Alessandro Leal, M.D., Ph.D., lead author of the paper on the study and former graduate student at the Johns Hopkins University School of Medicine says, “Patients who did not have mutations in the blood after surgery were all cured of cancer, while patients who had mutations in the blood typically recurred. We were able to predict patient outcome about nine months earlier through the blood test than we otherwise could have through clinical evaluation.”
“We performed this study to see if we could predict whether gastric cancers would recur using noninvasive liquid biopsies. Using a deep sequencing approach of cell-free DNA and white blood cells, we found an outstanding prediction of whether the therapy was successful,” says senior study author Victor Velculescu, MD, PhD, professor of oncology, pathology and medicine. Velculescu also is co-director of the Kimmel Cancer Center’s cancer genetics and epigenetics program, and associate director for precision medicine.
The study was performed by Leal and Velculescu, colleagues from Johns Hopkins and with Nicole van Grieken, Gerrit Meijer, Annemieke Cats, and other investigators in the Netherlands. Plans to validate the method in larger clinical trials have begun.
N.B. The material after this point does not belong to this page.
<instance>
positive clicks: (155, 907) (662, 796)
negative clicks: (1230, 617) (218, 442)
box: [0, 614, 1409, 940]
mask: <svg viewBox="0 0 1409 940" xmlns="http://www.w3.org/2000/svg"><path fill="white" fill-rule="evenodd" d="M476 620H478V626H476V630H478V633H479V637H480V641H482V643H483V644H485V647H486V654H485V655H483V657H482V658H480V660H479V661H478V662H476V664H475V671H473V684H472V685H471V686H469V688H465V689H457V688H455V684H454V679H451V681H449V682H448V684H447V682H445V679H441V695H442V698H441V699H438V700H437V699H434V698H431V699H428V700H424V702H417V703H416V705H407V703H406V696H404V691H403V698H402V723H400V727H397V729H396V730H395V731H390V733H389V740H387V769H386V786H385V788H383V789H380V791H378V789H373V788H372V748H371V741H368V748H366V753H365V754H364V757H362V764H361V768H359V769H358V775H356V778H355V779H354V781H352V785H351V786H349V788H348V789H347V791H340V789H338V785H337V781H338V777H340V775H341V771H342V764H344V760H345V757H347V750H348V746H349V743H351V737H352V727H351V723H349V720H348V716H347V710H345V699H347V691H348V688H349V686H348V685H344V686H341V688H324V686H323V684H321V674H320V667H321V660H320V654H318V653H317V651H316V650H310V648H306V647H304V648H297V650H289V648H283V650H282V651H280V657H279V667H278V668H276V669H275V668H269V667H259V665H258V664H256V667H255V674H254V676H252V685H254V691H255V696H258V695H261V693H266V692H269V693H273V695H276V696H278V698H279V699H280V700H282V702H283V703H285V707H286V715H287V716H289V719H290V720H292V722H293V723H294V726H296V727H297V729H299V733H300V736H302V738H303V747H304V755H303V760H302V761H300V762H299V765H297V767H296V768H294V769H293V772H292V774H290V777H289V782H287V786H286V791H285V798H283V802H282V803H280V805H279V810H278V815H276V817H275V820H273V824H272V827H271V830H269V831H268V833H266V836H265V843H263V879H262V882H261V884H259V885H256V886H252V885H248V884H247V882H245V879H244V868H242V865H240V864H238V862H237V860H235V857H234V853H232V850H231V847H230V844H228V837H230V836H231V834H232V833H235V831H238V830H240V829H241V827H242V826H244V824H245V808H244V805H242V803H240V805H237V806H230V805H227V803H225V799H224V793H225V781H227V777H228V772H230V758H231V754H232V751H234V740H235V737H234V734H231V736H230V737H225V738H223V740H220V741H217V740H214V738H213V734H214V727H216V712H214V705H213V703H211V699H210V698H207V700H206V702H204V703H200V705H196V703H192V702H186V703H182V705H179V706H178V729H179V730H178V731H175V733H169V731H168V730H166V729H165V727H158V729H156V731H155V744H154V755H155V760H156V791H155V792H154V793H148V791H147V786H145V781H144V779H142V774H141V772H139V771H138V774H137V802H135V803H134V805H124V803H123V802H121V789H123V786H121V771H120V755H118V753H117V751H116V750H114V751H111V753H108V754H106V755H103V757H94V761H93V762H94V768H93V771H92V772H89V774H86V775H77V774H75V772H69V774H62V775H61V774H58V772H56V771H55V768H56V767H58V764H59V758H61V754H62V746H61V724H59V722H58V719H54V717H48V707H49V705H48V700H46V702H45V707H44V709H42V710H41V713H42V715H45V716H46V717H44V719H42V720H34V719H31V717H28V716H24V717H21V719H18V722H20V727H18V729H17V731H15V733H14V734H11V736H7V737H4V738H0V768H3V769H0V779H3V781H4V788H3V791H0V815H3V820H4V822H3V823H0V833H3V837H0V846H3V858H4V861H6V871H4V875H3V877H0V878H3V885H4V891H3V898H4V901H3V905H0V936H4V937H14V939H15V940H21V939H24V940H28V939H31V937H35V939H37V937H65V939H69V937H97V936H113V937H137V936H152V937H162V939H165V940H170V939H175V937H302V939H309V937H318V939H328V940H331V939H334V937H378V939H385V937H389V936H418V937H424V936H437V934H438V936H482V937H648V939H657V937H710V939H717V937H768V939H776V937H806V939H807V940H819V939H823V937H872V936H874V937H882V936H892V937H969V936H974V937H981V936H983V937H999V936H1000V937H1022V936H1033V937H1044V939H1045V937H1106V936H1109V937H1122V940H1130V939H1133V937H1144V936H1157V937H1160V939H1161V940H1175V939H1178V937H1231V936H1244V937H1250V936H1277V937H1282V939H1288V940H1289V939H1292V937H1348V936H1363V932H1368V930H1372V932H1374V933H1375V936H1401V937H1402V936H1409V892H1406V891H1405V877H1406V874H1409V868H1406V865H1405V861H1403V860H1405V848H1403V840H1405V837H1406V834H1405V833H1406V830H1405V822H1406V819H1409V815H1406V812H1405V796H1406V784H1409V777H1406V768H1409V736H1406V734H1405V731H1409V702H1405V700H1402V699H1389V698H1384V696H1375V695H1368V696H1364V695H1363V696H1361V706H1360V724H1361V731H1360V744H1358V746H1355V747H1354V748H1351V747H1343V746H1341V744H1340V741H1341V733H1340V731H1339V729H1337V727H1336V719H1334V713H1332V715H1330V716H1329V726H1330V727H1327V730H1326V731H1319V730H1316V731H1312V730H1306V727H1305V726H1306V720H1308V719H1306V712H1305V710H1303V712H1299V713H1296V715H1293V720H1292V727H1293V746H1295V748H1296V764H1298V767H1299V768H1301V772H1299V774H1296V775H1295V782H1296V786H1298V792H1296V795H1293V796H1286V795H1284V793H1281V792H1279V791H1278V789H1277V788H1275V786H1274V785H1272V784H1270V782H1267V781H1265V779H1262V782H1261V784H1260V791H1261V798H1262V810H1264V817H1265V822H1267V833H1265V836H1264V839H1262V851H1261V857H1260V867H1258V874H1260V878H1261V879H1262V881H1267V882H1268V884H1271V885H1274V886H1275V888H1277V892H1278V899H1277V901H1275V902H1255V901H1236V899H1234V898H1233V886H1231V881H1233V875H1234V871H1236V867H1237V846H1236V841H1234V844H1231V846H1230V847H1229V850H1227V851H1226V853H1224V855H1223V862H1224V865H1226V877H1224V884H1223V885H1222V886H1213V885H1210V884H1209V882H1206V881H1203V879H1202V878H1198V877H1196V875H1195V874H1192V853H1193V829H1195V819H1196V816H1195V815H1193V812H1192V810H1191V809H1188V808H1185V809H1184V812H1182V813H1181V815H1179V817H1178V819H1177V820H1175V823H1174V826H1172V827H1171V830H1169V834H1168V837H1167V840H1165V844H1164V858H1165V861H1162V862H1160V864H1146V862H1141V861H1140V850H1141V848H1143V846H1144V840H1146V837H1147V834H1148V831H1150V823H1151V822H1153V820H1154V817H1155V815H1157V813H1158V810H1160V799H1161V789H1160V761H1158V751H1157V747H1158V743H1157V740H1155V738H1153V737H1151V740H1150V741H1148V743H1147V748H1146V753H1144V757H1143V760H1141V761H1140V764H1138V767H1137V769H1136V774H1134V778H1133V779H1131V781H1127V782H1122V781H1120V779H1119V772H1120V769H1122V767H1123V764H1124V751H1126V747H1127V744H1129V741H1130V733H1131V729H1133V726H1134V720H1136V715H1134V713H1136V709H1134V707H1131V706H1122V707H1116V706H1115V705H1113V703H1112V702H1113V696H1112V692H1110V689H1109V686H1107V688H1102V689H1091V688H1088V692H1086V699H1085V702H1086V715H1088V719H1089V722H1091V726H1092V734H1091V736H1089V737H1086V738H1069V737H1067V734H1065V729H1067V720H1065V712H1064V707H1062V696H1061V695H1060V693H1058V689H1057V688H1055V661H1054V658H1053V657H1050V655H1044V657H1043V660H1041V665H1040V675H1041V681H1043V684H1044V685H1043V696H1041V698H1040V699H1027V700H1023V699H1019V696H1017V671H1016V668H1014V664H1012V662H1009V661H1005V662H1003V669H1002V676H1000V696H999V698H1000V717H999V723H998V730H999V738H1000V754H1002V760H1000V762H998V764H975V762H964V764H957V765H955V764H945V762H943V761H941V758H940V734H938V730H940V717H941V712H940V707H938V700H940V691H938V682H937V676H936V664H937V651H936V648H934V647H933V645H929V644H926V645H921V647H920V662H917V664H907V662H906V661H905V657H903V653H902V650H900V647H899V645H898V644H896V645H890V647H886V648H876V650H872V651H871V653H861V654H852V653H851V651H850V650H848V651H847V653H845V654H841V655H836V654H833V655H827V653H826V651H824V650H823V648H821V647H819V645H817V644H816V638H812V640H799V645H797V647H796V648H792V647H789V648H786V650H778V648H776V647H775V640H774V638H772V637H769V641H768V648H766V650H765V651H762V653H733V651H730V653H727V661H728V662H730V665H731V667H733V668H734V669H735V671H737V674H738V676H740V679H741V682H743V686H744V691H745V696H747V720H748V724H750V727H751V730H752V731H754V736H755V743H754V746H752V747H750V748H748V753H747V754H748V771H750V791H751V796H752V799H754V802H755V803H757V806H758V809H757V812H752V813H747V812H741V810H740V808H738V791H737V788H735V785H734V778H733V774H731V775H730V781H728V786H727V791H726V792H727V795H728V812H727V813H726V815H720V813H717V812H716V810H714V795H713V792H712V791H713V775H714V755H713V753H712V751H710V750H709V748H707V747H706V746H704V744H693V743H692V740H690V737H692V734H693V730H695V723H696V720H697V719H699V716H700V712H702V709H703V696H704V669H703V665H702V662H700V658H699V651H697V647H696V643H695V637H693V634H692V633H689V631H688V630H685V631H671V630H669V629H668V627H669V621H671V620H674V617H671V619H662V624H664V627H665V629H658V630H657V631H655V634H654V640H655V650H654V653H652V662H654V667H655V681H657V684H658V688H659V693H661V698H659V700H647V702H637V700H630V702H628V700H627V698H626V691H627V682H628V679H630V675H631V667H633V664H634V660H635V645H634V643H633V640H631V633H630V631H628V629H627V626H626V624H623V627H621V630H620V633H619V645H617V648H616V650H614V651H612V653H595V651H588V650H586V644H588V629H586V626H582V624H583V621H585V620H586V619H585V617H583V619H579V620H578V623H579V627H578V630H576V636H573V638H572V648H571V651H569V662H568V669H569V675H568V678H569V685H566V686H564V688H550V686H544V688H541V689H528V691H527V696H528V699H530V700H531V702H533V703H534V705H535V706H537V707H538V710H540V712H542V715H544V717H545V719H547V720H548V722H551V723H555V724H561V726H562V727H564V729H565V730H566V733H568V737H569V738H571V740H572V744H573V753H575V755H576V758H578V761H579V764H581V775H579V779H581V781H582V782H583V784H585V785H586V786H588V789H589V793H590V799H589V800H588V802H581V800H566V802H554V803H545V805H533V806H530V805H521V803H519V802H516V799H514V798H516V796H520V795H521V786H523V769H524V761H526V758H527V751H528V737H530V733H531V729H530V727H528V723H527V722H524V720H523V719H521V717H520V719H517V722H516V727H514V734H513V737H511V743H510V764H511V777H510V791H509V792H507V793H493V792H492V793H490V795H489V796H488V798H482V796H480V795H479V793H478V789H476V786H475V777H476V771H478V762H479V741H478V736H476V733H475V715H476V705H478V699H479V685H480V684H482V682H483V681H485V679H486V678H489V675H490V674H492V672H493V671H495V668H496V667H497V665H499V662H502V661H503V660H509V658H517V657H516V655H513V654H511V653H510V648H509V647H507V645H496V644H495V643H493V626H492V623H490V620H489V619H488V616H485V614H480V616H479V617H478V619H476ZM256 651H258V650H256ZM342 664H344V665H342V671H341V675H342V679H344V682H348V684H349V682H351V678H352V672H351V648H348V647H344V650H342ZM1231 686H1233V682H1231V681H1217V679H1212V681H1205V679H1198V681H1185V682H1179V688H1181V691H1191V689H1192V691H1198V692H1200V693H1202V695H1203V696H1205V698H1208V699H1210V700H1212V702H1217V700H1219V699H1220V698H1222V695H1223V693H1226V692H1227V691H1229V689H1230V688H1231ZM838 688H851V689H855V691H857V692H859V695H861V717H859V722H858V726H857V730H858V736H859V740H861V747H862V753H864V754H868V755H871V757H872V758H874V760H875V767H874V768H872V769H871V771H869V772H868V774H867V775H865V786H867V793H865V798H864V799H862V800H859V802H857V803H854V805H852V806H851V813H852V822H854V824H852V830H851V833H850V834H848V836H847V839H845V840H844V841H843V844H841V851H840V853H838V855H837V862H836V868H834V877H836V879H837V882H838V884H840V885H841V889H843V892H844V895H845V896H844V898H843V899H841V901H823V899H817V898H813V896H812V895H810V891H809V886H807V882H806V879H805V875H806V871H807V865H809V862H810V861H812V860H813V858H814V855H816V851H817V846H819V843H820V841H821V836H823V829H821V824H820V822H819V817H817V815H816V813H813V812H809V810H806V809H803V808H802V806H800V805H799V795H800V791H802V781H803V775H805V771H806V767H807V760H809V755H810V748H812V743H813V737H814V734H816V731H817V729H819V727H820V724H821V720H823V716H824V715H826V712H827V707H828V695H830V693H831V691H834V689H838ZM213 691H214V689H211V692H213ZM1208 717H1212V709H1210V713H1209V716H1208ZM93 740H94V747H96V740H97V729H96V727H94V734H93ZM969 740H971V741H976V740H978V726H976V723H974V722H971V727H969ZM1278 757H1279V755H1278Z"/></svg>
Gastric cancer (GC) remains the fifth most common cancer and the third leading cause of cancer-related death worldwide. Its prognosis is unfavorable owing to aggressive tumor biology, late detection, and high disease progression and recurrence rates. One of the greatest unmet needs in this arena is for biomarkers that can determine which patients are at highest risk of recurrence, and as soon as possible.
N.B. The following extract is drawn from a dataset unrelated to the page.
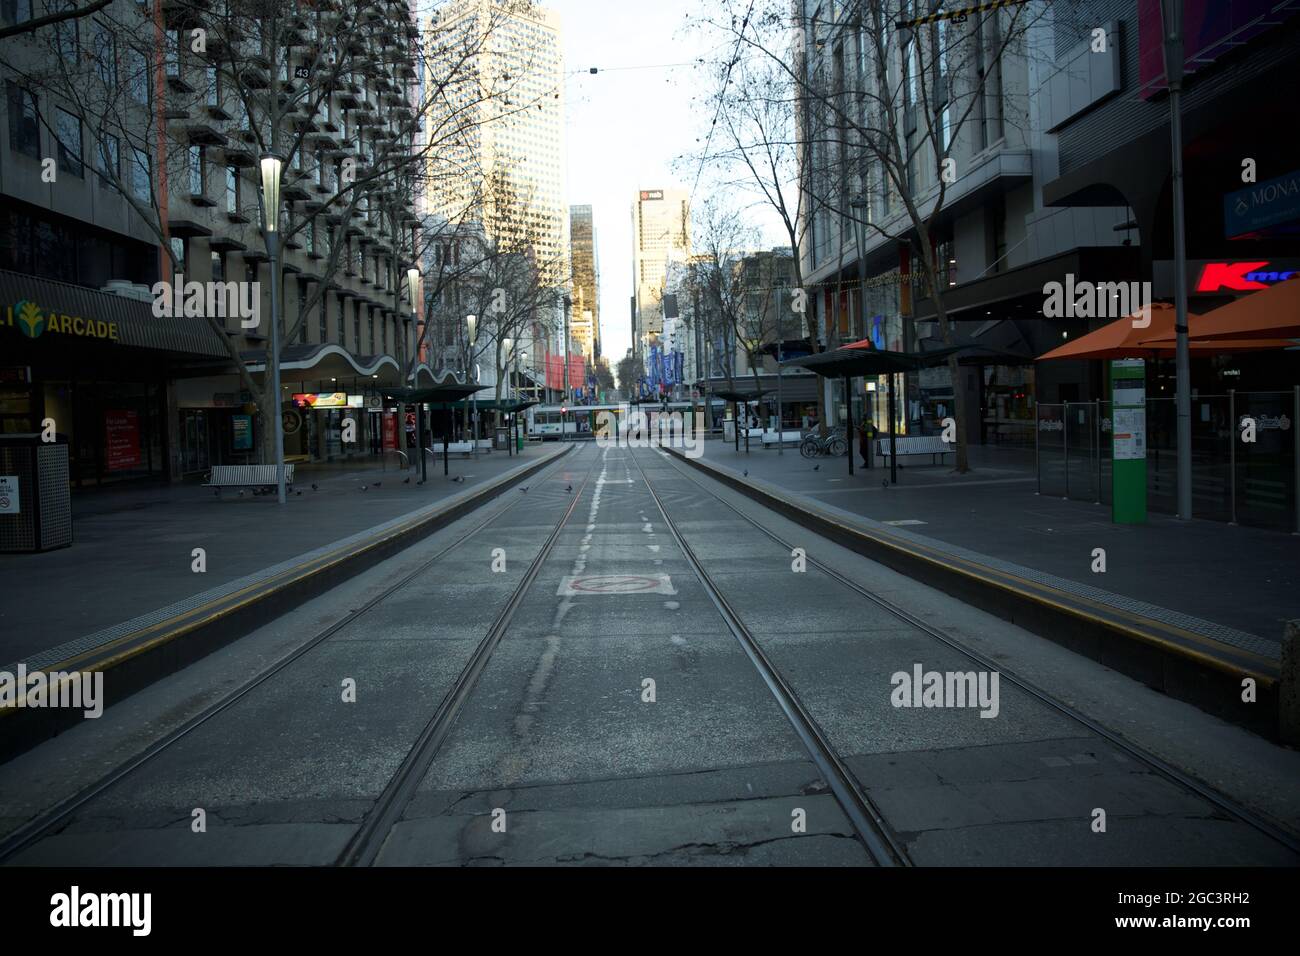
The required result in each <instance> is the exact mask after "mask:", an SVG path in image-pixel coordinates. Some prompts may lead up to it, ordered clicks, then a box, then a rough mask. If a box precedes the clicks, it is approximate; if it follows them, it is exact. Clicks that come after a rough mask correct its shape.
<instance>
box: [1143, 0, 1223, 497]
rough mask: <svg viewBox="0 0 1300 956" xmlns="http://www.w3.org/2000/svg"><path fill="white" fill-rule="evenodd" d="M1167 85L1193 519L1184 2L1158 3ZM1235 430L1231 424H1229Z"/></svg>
mask: <svg viewBox="0 0 1300 956" xmlns="http://www.w3.org/2000/svg"><path fill="white" fill-rule="evenodd" d="M1160 17H1161V23H1162V26H1164V42H1165V79H1166V82H1167V83H1169V133H1170V139H1171V140H1173V150H1174V156H1173V159H1174V166H1173V170H1171V173H1173V179H1174V310H1175V311H1174V332H1175V333H1177V341H1175V346H1177V350H1175V354H1177V359H1175V364H1177V372H1175V373H1177V385H1175V389H1177V390H1175V393H1174V394H1175V399H1174V403H1175V405H1177V406H1178V516H1179V518H1180V519H1183V520H1184V522H1190V520H1191V519H1192V394H1191V384H1192V381H1191V378H1192V376H1191V360H1190V359H1191V355H1190V350H1188V343H1187V238H1186V234H1184V233H1186V228H1184V221H1183V3H1182V0H1160ZM1234 428H1235V425H1234Z"/></svg>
In this study, investigators analyzed blood samples from 50 patients with gastric cancer who participated in the CRITICS (ChemoRadiotherapy after Induction chemoTherapy In Cancer of the Stomach) study trial, a phase III, randomized controlled study ofchemotherapy given at about the time of surgery. The researchers performed deep sequencing of both circulating cell-free DNA (cfDNA) and of white blood cells to look for mutations. Subtracting the white blood cells’ information from cfDNA yielded data investigators coulduse to predict cancer recurrence within nine weeks following preoperative treatment and surgery.
After filtering alterations from matched white blood cells, the researchers found that tumor derived DNA (ctDNA) predicted recurrence when analyzed within nine weeks after surgery in patients eligible for multimodal treatment. The authors say these analyses provide “a facile method” for distinguishing ctDNA from other cfDNA alterations and highlight the utility of ctDNA as a predictive biomarker of patient outcome to perioperative cancer therapy and surgical resection in patients with gastric cancer.
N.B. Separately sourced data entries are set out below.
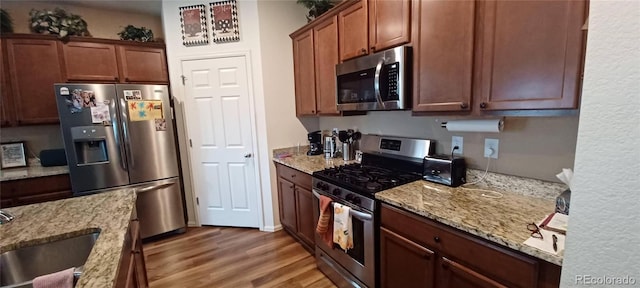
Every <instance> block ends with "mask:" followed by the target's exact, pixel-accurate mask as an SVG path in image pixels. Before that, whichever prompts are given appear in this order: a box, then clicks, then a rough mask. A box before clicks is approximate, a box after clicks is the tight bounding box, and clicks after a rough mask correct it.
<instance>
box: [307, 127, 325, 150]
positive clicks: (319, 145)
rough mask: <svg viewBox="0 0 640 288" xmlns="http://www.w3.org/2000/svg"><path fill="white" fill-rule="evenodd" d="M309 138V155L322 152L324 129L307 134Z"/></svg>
mask: <svg viewBox="0 0 640 288" xmlns="http://www.w3.org/2000/svg"><path fill="white" fill-rule="evenodd" d="M307 140H309V151H307V155H309V156H312V155H320V154H322V149H323V148H322V131H314V132H311V133H309V134H307Z"/></svg>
The study included 788 patients from 56 hospitals in the Netherlands, Sweden, and Denmark, and they were randomized upfront to receive three preoperative 21-day cycles of intravenous epirubicin, cisplatin or oxaliplatin, and oral capecitabine followed by three postoperative cycles of intravenous epirubicin, cisplatin or oxaliplatin, and oral capecitabine (chemotherapy group) or to receive the same preoperative regimen followed by radiation combined with daily capecitabine and weekly cisplatin (chemoradiotherapy group).